И шум, стоявший в залах, поднимали вовсе не игроки, а крупье — это они собирали золото и гнусаво кричали:

— Делайте ваши ставки!

В эту минуту Гофман был уже не просто наблюдателем, страсть овладела им целиком, а иначе он мог бы набросать здесь несколько небезынтересных этюдов.

Он быстро проскользнул в толпу игроков и подошел к краю игорного стола. По одну сторону от него стоял человек в карманьоле, по другую — сидел старик с карандашом в руках и что-то подсчитывал на листке бумаги.

Этот старик, потративший всю жизнь на поиски мартингала, тратил теперь свои последние дни на то, чтобы все же попытать счастья, и свои последние деньги — на то, чтобы видеть, как рушатся его надежды. Мартингал так же неуловим, как и душа.

Между стоявшими и сидевшими мужчинами виднелись женщины: опираясь на плечи мужчин, они рылись в их золоте и с беспримерной ловкостью умудрялись, не принимая участия в игре, зарабатывать как на выигрыше одних, так и на проигрыше других.

При виде стаканчиков, полных золота, и уложенных пирамидками монет весьма трудно было бы поверить в то, что народ так страшно бедствует и что золото стоит так дорого.

Человек в карманьоле поставил на какой-то номер пачку бумажек.

— Пятьдесят ливров, — объявил он свою ставку.

— Что это такое? — спросил крупье, подгребая лопаточкой бумажки и беря их кончиками пальцев.

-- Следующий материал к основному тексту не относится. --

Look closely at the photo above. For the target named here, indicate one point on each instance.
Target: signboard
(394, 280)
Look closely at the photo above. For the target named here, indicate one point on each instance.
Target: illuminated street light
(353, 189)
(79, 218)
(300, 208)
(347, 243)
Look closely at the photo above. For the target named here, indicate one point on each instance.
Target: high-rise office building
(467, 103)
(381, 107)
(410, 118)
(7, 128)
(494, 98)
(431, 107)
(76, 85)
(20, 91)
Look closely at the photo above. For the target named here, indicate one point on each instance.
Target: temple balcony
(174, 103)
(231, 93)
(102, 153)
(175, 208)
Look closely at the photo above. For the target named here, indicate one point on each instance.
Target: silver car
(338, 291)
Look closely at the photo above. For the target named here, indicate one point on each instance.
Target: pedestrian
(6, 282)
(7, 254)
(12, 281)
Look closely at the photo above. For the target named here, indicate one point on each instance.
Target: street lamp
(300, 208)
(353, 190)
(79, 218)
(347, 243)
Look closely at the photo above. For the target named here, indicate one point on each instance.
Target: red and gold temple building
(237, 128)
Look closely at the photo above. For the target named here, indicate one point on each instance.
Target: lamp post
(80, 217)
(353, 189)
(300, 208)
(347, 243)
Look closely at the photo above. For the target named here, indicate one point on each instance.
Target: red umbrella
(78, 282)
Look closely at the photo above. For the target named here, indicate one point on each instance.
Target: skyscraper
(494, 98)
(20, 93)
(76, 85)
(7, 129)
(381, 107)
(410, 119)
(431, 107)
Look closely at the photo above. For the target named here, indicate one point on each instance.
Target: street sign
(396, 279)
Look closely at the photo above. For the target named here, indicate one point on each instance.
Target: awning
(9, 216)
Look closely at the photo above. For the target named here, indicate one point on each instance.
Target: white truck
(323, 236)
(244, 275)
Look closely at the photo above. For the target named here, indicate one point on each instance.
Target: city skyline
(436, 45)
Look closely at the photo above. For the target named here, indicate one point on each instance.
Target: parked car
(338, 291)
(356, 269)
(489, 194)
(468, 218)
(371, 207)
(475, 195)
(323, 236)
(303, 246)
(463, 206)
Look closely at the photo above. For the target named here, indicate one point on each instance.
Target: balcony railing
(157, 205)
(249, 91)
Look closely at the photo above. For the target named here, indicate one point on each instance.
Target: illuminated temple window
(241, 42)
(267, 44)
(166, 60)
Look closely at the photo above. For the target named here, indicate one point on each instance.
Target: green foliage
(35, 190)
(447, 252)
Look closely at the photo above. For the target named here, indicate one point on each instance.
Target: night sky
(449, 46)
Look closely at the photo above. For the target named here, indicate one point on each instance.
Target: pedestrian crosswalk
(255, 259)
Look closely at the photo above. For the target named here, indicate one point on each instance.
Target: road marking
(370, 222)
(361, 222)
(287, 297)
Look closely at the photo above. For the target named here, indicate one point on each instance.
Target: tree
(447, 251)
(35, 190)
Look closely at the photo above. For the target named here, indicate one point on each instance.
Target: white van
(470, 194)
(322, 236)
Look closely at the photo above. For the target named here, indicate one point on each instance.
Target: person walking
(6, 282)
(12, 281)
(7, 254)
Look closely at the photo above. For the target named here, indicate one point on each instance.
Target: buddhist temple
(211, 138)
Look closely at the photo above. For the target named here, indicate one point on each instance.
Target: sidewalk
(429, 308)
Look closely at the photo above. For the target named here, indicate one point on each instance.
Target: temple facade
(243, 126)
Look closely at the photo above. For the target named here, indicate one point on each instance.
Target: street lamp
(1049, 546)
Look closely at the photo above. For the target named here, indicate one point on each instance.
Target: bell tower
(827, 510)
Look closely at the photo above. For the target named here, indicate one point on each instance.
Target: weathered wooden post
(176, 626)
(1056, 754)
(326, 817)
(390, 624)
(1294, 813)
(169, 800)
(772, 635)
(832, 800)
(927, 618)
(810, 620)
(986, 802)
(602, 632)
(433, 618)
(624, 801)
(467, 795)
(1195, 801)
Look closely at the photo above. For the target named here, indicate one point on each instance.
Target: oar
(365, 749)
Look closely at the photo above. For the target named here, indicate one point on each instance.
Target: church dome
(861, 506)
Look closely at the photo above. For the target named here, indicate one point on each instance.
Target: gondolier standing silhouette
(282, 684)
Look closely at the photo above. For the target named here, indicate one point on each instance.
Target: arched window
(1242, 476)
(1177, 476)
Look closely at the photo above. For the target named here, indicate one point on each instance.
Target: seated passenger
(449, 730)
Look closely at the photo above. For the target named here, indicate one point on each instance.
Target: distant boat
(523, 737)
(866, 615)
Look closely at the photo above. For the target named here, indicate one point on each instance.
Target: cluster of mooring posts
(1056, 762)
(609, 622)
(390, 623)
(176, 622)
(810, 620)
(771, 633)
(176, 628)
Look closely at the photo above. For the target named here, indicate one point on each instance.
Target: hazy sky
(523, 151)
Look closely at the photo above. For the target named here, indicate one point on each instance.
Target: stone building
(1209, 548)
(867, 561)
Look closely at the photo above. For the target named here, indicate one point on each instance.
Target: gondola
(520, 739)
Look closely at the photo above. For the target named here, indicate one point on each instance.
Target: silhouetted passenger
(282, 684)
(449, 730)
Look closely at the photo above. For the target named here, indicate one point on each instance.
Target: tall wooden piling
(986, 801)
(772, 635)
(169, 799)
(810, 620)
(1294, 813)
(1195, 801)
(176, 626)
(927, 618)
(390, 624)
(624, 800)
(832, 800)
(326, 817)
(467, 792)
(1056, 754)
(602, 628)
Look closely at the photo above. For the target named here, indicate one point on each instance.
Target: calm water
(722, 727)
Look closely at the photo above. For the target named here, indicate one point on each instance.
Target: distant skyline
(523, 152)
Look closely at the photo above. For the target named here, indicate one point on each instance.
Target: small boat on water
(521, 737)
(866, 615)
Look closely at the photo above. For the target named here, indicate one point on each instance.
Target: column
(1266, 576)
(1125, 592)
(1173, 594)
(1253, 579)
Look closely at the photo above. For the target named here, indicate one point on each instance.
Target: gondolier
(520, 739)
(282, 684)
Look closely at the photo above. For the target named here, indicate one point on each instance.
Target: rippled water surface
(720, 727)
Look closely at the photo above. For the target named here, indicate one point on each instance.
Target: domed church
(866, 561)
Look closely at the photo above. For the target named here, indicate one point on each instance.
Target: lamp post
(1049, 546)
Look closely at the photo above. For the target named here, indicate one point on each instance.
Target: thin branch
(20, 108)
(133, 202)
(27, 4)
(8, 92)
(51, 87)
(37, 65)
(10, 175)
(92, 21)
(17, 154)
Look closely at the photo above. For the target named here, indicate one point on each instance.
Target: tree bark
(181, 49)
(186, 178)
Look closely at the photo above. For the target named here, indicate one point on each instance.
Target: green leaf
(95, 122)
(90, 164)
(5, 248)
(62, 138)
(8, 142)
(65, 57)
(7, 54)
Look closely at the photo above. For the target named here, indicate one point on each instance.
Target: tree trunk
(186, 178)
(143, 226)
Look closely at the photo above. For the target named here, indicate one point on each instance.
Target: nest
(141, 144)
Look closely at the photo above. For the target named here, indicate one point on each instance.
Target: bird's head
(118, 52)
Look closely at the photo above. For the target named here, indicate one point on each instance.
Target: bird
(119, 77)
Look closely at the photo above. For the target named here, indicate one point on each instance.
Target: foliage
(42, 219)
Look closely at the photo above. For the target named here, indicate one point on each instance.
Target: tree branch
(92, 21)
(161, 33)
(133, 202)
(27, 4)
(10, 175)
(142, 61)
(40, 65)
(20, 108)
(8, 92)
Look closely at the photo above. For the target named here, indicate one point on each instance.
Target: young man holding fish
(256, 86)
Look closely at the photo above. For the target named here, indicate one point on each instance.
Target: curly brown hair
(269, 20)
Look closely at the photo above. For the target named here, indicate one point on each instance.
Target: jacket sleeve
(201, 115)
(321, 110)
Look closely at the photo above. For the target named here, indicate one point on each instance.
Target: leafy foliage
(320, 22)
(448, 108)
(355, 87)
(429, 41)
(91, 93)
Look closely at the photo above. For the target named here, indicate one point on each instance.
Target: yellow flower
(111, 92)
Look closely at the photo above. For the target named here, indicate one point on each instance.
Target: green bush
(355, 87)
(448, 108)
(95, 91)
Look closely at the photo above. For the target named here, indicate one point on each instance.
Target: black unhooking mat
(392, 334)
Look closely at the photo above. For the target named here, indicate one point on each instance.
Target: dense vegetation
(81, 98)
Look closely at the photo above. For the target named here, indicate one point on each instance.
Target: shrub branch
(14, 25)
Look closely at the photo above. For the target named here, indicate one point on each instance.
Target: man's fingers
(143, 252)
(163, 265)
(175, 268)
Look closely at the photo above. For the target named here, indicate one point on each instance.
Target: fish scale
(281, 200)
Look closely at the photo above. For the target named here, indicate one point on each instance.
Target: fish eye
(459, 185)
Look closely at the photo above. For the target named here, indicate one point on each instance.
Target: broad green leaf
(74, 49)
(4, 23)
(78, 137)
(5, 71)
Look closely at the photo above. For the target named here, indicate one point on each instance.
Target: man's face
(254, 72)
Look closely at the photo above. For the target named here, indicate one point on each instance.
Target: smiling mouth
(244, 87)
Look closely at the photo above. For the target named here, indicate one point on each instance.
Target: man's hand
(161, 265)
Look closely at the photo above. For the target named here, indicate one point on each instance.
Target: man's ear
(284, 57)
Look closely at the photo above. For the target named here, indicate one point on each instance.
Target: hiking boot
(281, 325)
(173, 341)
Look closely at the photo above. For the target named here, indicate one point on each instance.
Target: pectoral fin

— Это ассигнаты, — ответил человек.

— А других денег у вас нет? — спросил крупье.

— Нет, гражданин.

— В таком случае извольте уступить место кому-нибудь другому.

— Это почему же?

— Потому что таких денег мы не берем.

— Это деньги, выпущенные государством!

— Если они могут пригодиться государству, тем лучше для него. А нам таких не надо.

— Ну хорошо, — сказал человек, забирая ассигнаты, — значит, и в самом деле это никуда не годные деньги, если их даже проиграть нельзя.

И, скомкав ассигнаты в руке, удалился.

— Делайте ваши ставки! — кричал крупье.

Мы уже знаем, что Гофман был игроком, но на сей раз он пришел сюда ради денег, а не ради игры.

От сжигавшей его лихорадки душа его бурлила в теле, как вода в котле.

— Сто талеров на двадцать шесть! — крикнул он.

Крупье осмотрел немецкие деньги так же, как перед тем осмотрел ассигнаты.

— Подите обменяйте, — сказал он Гофману, — мы принимаем только французские деньги.

Гофман как сумасшедший побежал вниз, заскочил к меняле — как нарочно, тот тоже оказался немцем — и обменял свои триста талеров на золото, то есть приблизительно на сорок луидоров.

За это время рулетка вертелась уже три раза.